The development of the fibre-reinforced composite technology has brought a new material into the realm of metal-free adhesive esthetic dentistry. Different fiber types such as glass fibers, carbon fibers, Kevlar fibers, vectran fibers, and polyethylene fibers have been added to composite materials. Carbon fibers prevent fatigue fracture and strengthen composite materials, but they have a dark colour, which is undesirable esthetically. Kevlar fibers made of an aromatic polyamide increase the impact strength of composites but are unaesthetic, and, hence, their use is limited. Vectran fibers are synthetic fibers made of aromatic polyesters. They show a good resistance to abrasion and impact strength, but they are expensive and not easily wielded [7]. Polyethylene fibers are esthetic but their flexural strength is less as compared to glass fiber-reinforced composite posts. The biological posts require the availability of a tooth bank and are still subject to new studies for future conclusions [8].

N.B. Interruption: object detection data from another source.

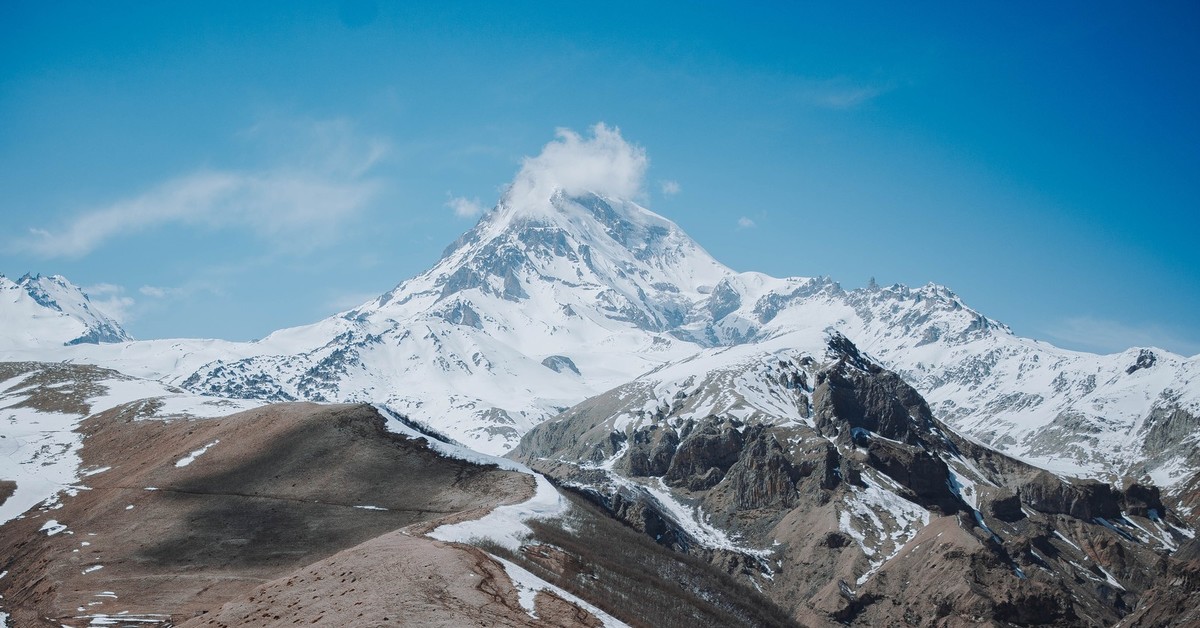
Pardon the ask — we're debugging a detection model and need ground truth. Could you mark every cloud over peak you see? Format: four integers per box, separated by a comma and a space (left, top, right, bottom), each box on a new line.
506, 122, 650, 208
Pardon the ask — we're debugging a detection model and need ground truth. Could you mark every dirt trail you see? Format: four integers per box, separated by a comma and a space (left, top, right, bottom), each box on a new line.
0, 403, 547, 626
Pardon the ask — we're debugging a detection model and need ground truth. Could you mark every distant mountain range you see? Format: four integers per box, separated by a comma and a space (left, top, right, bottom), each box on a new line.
0, 175, 1200, 626
2, 191, 1200, 497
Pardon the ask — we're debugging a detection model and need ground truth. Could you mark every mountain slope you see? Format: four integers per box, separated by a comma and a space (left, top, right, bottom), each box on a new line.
0, 138, 1200, 488
512, 334, 1195, 626
0, 275, 133, 347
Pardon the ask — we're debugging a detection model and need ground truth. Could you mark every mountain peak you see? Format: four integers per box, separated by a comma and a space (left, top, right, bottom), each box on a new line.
0, 274, 133, 346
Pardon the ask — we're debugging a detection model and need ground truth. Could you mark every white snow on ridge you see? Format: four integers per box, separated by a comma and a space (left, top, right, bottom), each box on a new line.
492, 556, 629, 627
175, 438, 221, 467
0, 181, 1200, 488
426, 473, 570, 551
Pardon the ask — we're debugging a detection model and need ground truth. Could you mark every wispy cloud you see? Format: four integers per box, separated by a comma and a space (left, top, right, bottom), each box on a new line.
14, 121, 386, 258
80, 283, 136, 324
508, 122, 650, 210
796, 78, 892, 110
1042, 316, 1200, 355
446, 196, 484, 219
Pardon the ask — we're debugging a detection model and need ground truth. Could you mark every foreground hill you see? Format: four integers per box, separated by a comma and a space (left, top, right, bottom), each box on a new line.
0, 363, 790, 627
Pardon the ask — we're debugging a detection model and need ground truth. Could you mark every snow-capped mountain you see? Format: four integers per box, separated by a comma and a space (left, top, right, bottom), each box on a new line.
511, 330, 1194, 626
0, 179, 1200, 486
174, 191, 731, 453
0, 275, 133, 347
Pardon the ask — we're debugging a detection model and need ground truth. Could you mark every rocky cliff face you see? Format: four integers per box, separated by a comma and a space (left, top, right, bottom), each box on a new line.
514, 335, 1193, 626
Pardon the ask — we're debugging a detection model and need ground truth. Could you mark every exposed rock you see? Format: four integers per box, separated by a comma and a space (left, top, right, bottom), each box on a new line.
628, 425, 679, 477
1126, 349, 1158, 375
1018, 471, 1121, 521
541, 355, 580, 375
664, 419, 745, 491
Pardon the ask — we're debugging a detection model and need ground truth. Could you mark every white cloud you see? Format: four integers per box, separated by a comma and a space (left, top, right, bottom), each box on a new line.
14, 121, 386, 258
138, 286, 170, 299
1043, 316, 1200, 355
80, 283, 136, 324
508, 122, 649, 208
797, 78, 892, 109
446, 196, 484, 219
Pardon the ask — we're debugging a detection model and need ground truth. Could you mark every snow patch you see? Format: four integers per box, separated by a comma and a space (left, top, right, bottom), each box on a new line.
175, 438, 221, 467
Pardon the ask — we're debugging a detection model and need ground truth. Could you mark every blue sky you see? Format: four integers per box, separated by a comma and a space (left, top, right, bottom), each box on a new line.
0, 0, 1200, 354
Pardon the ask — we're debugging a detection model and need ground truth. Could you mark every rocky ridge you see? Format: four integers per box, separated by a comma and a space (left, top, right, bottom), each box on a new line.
512, 335, 1195, 626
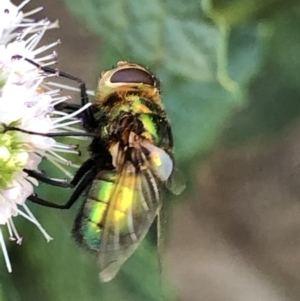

Glass fiber-reinforced composite resin posts (GFRC) are new to the pediatric world and can be used as an alternative to the other post systems. The properties of fiber- reinforced posts are dependent on the nature of the matrix, fibers, interface strength, and geometry of reinforcement. The advantages of this material over the older fibers are greater flexural strength (1280 MPa), and over 650 MPa of the older fibers, greater ease of handling, can be used in high stress-bearing areas and can be bonded to any type of composites. Scanning electron microscopic (SEM) evaluation has shown clearly the formation of a hybrid layer, resin tags, and an adhesive lateral branch. Successful bonding minimizes the wedging effect of the post within the root canal, requires less dentin removal to accommodate a shorter and thinner post, and leads to lower susceptibility to tooth fracture. These posts are placed in cervical one third of the canals, to avoid interference with the process of permanent tooth eruption [9]. When compared to other fibres, they are almost invisible in resinous matrix. Due to these reasons, they are the most appropriate and the best esthetic strengtheners of composite materials [10].

4. Conclusion

The number of endodontic procedures has increased steadily in the past decade with highly predictable results. Therefore, restoration of teeth after endodontic treatment is becoming an integral part of the restorative practice in dentistry. The treatment described in the case report is simple and effective and represents a promising alternative for rehabilitation of grossly destructed or fractured primary anterior teeth. This technique of glass fibre-reinforced composite resin post and core has shown promising results and has presented the pediatric dental world with an additional treatment option.